The pregnancy rates with a TMSC are very low and these patients are generally considered unsuitable for IUI.
When morphology is normal, those without varicocele had about four times the odds of becoming pregnant compared with couples with varicocele. We thus bypass the vagina (which is acidic and where most sperm get destroyed) and the cervix (where the mucus can be hostile to sperm). Part of me was sad but the other part of me was very hopeful that we would conceive naturally and that my improved mindset was helping me get to where we wanted to be.
It took us close to 3 years, acupuncture, Chinese herbs, meditation, therapy and gonadotrophins and insemination to get pregnant with our daughter who is now 4.
After 8 cycles of IUI’s and seems like a million negative pregnancy tests, we decided to take a break, and look into embryo adoption.

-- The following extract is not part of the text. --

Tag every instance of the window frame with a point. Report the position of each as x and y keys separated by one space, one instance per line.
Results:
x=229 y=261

We have been trying to get pregnant for two years and have decided we don’t want to proceed with conventional fertility therapy. We have had two ectopic pregnancies, one ended in surgery, the other in a chemotherapy drug. It has helped women get away from the stresses of pregnancy and focus on helping to grow their healthy babies. In couples when the female age is greater than 35 y; or with tubal disease, the pregnancy rates in male factor patients may be higher with in vitro fertilization (IVF) and intracytoplasmic sperm injection (ICSI).
They believe that morphology should not affect the decision whether or not to proceed with a trial of IUI. Within our first year of marriage, I became pregnant and welcomed a daughter into our lives. Kiltz of CNY Fertility in Syracuse NY in December to start our First IVF in February of 2011. The objective was to determine whether the in a difference in ongoing pregnancy rates (PRs) between patients undergoing IUI with strict sperm morphology less than or equal to 4% compared with greater 4% on initial semen analysis. In other words, in patients with low morphology, it is okay to try IUI and is not necessary to recommend IVF + intracytoplasmic sperm injection (ICSI) based on low morphology alone. I began seeing my naturopath weekly for acupuncture, changing my diet, but I knew there was something missing.

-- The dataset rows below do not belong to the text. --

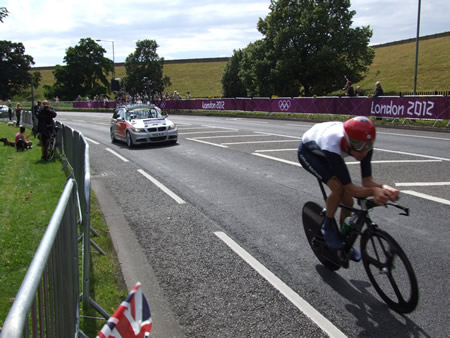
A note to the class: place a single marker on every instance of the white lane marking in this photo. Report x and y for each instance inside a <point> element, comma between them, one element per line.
<point>260,142</point>
<point>274,150</point>
<point>229,136</point>
<point>91,140</point>
<point>209,143</point>
<point>425,196</point>
<point>412,154</point>
<point>281,135</point>
<point>285,290</point>
<point>299,125</point>
<point>215,127</point>
<point>116,154</point>
<point>278,159</point>
<point>416,136</point>
<point>208,132</point>
<point>162,187</point>
<point>397,161</point>
<point>421,184</point>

They only included cycles where there were at least 5 million motile sperm at time of IUI and the female was between 21 and 41 years old. I did increase the dose to nearly double and got pregnant in 2 months, only to lose the baby almost immediately. It took another 6 months to get pregnant again, which resulted in another miscarriage and I needed a D&C. In another 3 months I got pregnant again, also to suffer another miscarriage almost immediately.